Histoires de santé des femmes

Briser le cycle : mon parcours holistique à travers le SOPK

WHC Web AdminHistoires à la une, Voix des patientes

Aussi loin que je me souvienne, mes règles ont toujours été régulières, comme une horloge. Donc, quand j’ai commencé à avoir des problèmes comme de l’acné, de la fatigue et des problèmes de glycémie, je n’ai jamais pensé que cela pouvait être le SOPK. Mon cycle régulier semblait exclure cette possibilité aux yeux de la plupart des médecins.

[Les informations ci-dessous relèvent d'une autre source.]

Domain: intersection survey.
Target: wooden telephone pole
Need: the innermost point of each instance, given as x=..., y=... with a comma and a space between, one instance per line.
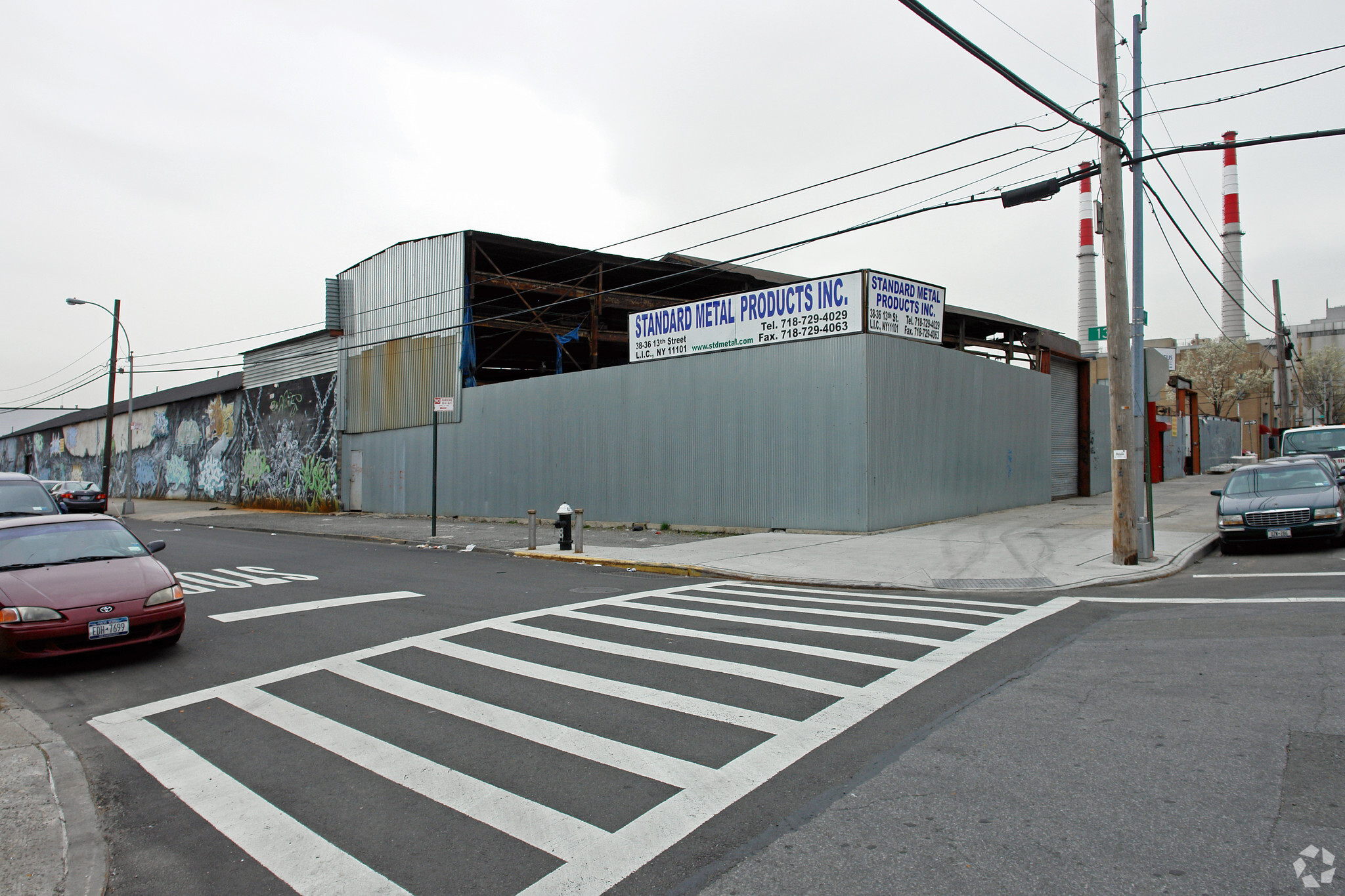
x=1125, y=467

À la fin de mon adolescence, j’ai commencé à remarquer des changements sur ma peau. Ce qui a commencé par quelques boutons s’est transformé en acné persistante sur mon visage. J’ai tout essayé – différentes routines de soins de la peau, des crèmes, et même des changements de mode de vie – mais l’acné ne disparaissait jamais. J’ai aussi commencé à me sentir épuisée, surtout après les repas. J’avais ces terribles chutes de glycémie qui me rendaient irritable et vidée. Mais même si mes symptômes s’aggravaient, on me répétait sans cesse que je n’avais pas de SOPK. Les médecins disaient : « Vos règles sont régulières. Ce ne peut pas être le SOPK. » Il était difficile de ne pas se sentir ignorée.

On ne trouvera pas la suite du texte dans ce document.